Come chiarito dalla giurisprudenza, è principio immanente nell’ordinamento giuridico italiano quello secondo cui l’indipendenza dei revisori dei conti si esprime nell’integrità e nell’obiettività, la prima garantita dall’alta qualificazione dei soggetti chiamati, la seconda dalla più assoluta imparzialità dell’azione del revisore medesimo. Tale principio è ribadito dall’art. 38 della Direttiva 2006/43/CEDir. 17/05/2006, n. 2006/43/CE del Parlamento europeo e del Consiglio del 17 maggio 2006, secondo cui gli Stati membri devono assicurare che la revoca e le dimissioni dei revisori legali o delle imprese di revisione contabile possa avvenire solo per giusta causa e non per divergenze di opinione in merito ai contenuti delle determinazioni da prendere (Consiglio di Stato, sez. V, sent. 15 febbraio 2017, n. 677).

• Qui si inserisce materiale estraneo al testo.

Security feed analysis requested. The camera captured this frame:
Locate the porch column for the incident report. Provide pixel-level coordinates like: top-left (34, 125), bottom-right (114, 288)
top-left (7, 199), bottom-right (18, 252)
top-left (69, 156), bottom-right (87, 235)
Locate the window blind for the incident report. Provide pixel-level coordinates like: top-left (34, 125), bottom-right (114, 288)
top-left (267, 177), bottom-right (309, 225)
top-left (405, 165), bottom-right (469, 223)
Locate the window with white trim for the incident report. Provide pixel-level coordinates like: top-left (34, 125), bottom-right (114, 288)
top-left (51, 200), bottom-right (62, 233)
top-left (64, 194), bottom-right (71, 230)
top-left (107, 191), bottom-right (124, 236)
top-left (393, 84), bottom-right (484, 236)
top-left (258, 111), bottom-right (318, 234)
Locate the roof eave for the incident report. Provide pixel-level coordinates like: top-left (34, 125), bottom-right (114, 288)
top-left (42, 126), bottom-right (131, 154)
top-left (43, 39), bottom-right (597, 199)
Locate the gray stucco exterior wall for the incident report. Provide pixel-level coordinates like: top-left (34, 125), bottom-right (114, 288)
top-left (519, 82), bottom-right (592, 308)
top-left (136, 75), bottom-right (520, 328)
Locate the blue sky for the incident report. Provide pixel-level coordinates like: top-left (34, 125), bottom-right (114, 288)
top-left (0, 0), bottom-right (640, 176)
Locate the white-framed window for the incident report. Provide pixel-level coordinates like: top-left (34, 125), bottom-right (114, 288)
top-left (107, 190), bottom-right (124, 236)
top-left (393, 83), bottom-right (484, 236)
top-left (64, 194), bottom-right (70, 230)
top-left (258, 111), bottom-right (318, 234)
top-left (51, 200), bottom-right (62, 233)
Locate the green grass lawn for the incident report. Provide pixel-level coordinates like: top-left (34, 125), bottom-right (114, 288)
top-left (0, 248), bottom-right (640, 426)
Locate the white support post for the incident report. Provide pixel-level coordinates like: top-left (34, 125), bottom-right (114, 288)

Nel caso di specie, il Consiglio di Stato ha ritenuto che nessuna delle censure formulate dal Comune a fondamento della revoca del revisore individuasse un’inadempienza agli obblighi di cui all’art. 239 TUEL:

  • la redazione di pareri frequentemente negativi e la formulazione di rilievi su gravi irregolarità di gestione, visto che la collaborazione con l’organo consiliare, ai sensi dell’art. 239, comma 1, lett. a), del TUEL “si esplica, in concreto, attraverso pareri, rilievi, osservazioni e proposte finalizzate a conseguire una migliore efficienza, produttività ed economicità della gestione” (Corte conti sez. reg. di contr. Liguria, delib. n. 4/PAR/2014);
  • il mancato rispetto degli orari di ufficio per l’esecuzione degli accessi presso l’ente locale, considerato che trattasi di profilo riguardante la dimensione esecutiva delle funzioni di controllo e vigilanza;
  • la situazione di conflittualità, anche grave, tra revisore ed ente locale, trattandosi di profili sottratti al giudicato amministrativo.